The minimum value within the population.

### Max

The maximum value within the population.

### Percent

Calculated by taking the number of events in a population divided by the number of events in the file.

### Parent Percent

Calculated by taking the number of events in a population divided by the number of events in its parent. If this stat is applied to a population without a parent (a file for instance), the percent will be 100%.

### Percentile

The value below which a certain percentage of events (cells) in a dataset would be found.

### Keyword

Every FCS file has a bunch of included keywords. These are key:value pairs that give information about the name of the file, the parameters, the cytometer, and a bunch more information about the data. Using the Keyword statistic you can show the value of a particular keyword.

### Label

Allows you to attach a label with a custom value of your choosing to a population.

## Delete Statistic

Statistics can be deleted by right clicking them in the file tree and selecting "Delete".

## Copy Statistic

Statistics can be dragged and dropped onto other files, compensated files, or gates.

## Renaming Statistics

When you create a new stat, you have the option to input a custom display name if you so choose. You can also rename the stat at any time by right clicking its entry in the file tree and selecting "Rename". Providing a custom display name for a statistic may be useful if the fully qualified name of the stat is very long because of a very nested gating tree, which can be difficult to work with when exported as a CSV file (See next section).

## Export Statistics

Statistics can be exported to a CSV file which can be opened in any spreadsheet-type application (Excel) for further analysis.

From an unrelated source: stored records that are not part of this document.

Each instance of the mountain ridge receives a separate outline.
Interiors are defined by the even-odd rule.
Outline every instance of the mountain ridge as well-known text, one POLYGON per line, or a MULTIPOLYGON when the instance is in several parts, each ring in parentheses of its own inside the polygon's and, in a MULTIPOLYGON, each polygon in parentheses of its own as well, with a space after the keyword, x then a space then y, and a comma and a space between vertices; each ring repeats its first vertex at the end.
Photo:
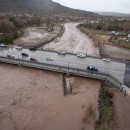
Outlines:
POLYGON ((52 0, 0 0, 0 12, 27 12, 43 14, 67 14, 75 16, 97 17, 98 14, 72 9, 52 0))

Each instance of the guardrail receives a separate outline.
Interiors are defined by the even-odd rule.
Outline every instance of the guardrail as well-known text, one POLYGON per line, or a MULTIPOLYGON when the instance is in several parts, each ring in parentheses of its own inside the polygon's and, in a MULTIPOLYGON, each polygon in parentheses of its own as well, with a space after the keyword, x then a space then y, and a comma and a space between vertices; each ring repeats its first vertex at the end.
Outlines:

To export stats, click "File" then "Save CSV Statistic File". When exported, all statistics from all open files in the current project will be tabulated.

Statistics will be shown in the CSV file using a fully qualified path (i.e. [File]/[Gate]/[Gate]/[Stat]). If you have a very nested gating hierarchy this can be difficult to work with. If you have assigned a custom name to the statistic, both the custom name and the full name will be exported and can make further analysis a little easier.